Uzun süreli araç kiralama sözleşmeleri çerçevesinde kiralayan ve kiracı şirketler arasında yaşanan en büyük uyuşmazlık; kiralık araçlarla meydana gelen trafik kazaları ve bu kazalar sonucunda oluşan maddi yükümlülükler olmaktadır. Bunun yanı sıra, önümüzdeki dönemlerde yeni bir uyuşmazlık kaynağının da ortaya çıkması beklenmektedir: 05.10.2023 tarihinde Resmî Gazete’de yayınlanan Ulusal Taşıt Tanıma Sistemi (UTTS).

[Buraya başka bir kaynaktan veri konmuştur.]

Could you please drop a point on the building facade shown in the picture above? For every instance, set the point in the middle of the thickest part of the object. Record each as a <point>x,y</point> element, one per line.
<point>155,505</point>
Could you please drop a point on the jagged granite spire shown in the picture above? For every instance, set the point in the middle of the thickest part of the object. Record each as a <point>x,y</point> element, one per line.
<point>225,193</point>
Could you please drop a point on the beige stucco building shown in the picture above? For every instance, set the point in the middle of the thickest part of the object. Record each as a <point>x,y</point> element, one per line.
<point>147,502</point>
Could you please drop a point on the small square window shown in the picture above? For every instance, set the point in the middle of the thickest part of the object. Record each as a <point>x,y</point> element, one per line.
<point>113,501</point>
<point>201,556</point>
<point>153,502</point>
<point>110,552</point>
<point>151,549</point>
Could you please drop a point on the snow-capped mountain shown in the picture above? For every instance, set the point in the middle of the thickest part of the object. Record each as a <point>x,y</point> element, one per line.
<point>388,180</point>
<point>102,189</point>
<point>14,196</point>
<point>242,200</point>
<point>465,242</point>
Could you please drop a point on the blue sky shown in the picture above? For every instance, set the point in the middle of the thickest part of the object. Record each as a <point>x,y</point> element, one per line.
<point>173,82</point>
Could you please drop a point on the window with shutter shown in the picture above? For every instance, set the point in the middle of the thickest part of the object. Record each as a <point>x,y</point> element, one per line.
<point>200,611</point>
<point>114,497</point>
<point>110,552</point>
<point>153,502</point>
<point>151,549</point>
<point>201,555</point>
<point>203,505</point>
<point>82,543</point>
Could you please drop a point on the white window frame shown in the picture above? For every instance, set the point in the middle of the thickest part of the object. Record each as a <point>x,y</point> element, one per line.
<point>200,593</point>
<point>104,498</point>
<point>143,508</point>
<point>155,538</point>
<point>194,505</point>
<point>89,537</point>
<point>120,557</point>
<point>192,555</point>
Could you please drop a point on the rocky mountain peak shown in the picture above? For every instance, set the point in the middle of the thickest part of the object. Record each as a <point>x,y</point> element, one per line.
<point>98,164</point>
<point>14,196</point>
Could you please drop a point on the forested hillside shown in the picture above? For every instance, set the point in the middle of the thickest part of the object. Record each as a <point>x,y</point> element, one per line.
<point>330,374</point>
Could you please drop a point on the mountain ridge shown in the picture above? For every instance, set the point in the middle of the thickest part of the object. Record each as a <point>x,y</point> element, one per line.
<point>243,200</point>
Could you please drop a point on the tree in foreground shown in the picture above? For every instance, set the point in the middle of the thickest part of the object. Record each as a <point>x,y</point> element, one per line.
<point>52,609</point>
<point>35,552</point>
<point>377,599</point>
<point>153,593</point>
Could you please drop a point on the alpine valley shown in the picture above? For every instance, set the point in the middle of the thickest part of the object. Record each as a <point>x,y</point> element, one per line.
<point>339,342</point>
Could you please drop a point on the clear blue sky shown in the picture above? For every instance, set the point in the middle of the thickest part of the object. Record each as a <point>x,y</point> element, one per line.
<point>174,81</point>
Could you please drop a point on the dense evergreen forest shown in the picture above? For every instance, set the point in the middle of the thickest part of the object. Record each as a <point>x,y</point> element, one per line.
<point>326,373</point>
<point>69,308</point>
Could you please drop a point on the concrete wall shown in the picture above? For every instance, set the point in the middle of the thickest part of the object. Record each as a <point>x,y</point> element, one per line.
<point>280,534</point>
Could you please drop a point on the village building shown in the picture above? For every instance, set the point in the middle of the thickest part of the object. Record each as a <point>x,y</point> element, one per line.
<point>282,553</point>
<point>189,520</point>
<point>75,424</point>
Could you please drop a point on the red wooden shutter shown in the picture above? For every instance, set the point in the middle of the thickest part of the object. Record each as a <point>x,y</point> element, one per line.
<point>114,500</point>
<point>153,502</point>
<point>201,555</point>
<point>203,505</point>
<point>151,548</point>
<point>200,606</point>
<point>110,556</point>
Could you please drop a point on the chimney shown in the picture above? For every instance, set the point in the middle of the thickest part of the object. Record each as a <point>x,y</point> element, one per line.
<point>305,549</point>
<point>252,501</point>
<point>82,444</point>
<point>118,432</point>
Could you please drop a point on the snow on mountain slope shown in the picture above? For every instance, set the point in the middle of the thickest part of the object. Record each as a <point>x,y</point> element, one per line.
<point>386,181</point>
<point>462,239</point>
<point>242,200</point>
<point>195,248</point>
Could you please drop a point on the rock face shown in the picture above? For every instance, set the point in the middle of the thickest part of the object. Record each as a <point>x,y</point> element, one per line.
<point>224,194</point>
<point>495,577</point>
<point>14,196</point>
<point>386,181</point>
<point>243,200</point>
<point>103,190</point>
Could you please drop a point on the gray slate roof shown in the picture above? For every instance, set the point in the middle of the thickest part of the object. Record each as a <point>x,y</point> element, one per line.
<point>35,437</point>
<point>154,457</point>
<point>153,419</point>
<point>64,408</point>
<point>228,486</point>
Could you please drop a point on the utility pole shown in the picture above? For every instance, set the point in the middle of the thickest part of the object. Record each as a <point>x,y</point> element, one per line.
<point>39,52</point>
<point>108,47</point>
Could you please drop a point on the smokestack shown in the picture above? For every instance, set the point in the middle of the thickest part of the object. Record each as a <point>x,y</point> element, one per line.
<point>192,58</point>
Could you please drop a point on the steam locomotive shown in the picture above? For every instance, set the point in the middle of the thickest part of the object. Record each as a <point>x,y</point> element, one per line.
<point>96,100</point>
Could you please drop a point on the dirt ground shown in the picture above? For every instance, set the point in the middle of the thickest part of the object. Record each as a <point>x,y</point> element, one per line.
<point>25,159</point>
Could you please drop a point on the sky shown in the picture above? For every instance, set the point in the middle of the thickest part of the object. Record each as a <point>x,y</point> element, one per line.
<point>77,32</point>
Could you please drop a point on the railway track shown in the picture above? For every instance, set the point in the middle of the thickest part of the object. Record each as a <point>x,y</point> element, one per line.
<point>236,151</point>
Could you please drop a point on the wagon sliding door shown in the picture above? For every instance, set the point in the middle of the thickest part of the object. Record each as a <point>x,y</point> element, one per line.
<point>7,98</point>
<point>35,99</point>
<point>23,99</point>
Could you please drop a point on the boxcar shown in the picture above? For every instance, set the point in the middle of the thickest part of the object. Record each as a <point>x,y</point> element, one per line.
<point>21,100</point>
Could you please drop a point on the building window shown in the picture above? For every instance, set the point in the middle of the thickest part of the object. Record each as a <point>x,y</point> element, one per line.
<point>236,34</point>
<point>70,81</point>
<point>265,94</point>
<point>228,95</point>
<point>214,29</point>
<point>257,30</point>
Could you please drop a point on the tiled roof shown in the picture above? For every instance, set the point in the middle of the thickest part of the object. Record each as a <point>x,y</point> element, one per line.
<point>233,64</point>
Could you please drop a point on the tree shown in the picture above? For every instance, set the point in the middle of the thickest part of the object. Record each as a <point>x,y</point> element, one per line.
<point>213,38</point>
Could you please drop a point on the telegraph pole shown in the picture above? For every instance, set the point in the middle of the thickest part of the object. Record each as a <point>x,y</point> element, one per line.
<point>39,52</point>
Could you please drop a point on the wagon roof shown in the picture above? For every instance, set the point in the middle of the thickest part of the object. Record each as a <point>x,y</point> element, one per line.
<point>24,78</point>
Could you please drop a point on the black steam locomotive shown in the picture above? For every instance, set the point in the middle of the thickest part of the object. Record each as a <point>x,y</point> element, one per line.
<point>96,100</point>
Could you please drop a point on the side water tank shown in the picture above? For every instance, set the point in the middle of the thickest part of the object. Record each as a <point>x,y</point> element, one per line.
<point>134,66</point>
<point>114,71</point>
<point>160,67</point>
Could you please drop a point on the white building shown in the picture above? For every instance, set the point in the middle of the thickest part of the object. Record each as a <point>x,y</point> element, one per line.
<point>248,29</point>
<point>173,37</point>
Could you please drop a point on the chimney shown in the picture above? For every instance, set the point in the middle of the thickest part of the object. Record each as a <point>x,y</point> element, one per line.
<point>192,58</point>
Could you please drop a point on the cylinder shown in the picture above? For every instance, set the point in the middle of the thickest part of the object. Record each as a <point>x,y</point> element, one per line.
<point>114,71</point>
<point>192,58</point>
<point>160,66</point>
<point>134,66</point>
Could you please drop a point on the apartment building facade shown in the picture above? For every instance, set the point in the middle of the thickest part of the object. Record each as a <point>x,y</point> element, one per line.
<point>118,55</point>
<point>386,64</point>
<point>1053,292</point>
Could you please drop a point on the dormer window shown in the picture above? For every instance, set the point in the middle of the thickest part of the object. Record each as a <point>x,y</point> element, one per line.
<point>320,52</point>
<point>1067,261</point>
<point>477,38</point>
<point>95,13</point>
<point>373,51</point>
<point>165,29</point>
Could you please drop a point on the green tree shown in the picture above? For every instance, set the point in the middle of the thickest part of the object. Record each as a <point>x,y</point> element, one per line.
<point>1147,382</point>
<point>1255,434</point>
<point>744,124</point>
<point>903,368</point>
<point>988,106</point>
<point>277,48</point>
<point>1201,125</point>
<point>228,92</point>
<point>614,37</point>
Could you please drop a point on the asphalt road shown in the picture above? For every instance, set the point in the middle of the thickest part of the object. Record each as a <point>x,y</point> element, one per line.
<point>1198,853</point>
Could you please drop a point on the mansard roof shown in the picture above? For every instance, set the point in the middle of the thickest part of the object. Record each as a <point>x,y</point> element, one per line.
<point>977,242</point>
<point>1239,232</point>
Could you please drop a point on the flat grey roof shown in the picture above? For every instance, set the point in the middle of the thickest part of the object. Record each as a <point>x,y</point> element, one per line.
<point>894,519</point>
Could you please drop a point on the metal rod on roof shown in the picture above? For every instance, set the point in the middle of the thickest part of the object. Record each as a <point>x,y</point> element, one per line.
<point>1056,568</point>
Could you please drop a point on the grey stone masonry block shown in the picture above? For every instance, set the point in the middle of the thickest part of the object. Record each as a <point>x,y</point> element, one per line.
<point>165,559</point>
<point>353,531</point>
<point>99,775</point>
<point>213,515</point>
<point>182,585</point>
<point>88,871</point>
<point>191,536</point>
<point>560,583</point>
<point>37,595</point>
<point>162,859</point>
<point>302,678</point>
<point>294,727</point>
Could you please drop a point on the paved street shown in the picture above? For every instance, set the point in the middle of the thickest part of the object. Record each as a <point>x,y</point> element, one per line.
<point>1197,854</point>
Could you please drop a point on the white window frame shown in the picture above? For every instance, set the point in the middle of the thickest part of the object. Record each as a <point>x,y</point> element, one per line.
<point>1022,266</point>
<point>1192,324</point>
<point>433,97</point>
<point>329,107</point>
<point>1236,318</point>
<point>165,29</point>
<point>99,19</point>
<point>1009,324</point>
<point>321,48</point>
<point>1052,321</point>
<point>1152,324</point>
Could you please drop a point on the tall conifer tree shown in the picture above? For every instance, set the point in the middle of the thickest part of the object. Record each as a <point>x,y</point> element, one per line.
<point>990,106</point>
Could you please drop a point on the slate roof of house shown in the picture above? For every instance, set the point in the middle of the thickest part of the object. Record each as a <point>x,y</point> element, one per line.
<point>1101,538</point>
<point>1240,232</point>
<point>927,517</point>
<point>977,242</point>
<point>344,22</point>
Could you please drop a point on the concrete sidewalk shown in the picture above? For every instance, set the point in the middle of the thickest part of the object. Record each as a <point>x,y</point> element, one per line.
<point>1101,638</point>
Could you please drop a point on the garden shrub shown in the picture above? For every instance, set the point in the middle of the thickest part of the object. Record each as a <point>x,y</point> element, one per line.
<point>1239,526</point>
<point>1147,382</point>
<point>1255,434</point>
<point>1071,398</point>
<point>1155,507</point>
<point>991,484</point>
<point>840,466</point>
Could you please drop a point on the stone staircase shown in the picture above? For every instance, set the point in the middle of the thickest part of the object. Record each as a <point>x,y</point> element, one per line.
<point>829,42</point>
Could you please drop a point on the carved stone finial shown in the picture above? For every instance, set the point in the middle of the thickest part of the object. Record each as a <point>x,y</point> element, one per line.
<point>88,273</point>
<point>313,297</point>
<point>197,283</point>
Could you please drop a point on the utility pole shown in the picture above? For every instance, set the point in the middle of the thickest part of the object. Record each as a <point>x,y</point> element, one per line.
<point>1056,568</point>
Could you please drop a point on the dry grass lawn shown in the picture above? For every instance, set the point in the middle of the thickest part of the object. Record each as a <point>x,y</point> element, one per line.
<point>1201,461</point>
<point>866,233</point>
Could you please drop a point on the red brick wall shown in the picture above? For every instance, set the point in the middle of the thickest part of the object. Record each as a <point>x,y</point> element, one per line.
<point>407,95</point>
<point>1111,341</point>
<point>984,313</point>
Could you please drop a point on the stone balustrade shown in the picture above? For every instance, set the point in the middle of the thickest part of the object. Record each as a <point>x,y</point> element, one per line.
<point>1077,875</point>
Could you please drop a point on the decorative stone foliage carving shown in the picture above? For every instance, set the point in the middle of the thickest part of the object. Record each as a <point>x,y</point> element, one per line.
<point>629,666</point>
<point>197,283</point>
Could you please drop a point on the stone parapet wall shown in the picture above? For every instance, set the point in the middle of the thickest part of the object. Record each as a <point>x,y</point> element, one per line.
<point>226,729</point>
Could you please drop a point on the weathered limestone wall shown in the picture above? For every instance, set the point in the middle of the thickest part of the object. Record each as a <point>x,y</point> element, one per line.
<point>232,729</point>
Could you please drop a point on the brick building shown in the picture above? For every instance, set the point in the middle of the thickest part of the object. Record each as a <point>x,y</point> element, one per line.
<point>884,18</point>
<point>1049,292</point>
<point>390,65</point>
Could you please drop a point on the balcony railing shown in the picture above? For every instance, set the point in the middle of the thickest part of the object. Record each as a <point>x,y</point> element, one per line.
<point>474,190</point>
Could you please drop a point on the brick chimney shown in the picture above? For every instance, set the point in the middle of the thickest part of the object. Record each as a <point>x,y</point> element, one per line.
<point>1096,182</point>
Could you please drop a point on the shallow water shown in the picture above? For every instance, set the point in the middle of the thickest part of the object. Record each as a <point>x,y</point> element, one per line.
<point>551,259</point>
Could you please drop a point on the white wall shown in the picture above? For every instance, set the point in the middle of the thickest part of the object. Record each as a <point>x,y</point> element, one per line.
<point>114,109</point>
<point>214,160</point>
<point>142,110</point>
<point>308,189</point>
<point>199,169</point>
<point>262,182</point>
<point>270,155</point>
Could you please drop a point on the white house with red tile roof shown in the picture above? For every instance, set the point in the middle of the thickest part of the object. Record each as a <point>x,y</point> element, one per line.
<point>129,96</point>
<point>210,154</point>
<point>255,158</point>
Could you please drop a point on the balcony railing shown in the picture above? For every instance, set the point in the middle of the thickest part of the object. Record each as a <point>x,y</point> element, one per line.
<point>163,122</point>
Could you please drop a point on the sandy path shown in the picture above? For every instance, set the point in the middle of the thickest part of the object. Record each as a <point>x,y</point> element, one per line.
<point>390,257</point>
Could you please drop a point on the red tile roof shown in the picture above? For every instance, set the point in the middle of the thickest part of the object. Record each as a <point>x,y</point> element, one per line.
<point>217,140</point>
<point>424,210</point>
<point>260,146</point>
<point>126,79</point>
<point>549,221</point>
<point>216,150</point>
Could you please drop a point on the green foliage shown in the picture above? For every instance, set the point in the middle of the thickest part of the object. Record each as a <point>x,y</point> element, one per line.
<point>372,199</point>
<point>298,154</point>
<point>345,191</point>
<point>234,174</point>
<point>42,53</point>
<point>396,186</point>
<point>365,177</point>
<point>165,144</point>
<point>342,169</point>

Ulusal Taşıt Tanıma Sistemi (UTTS); akaryakıt piyasasında rekabet eşitliğinin sağlanması ve kayıt dışı ekonomi ile mücadele edilmesi amacıyla düzenlenen ve akaryakıt alışverişlerinde araçlara ait akaryakıt harcamalarını otomatik olarak kayıt altına alan bir sistem olarak uygulamaya başlanmıştır. Bu kapsamda 31.01.2025 tarihi itibari ile UTTS başvuruları tamamlanmış olup geri kalan süreçte 30.04.2025 tarihine kadar Taşıt Tanıma Birimi montaj işlemlerinin tamamlanması gerekecektir. Ticari işletmeleri kapsamında yakıt giderlerini gider olarak göstermek ve buna bağlı vergi indiriminden yararlanmak isteyen ticari şirketlerin de 31.01.2025 tarihinden önce başvurularını tamamlayarak 30.04.2025 tarihine kadar montaj işlemlerini gerçekleştirmesi gerekmektedir.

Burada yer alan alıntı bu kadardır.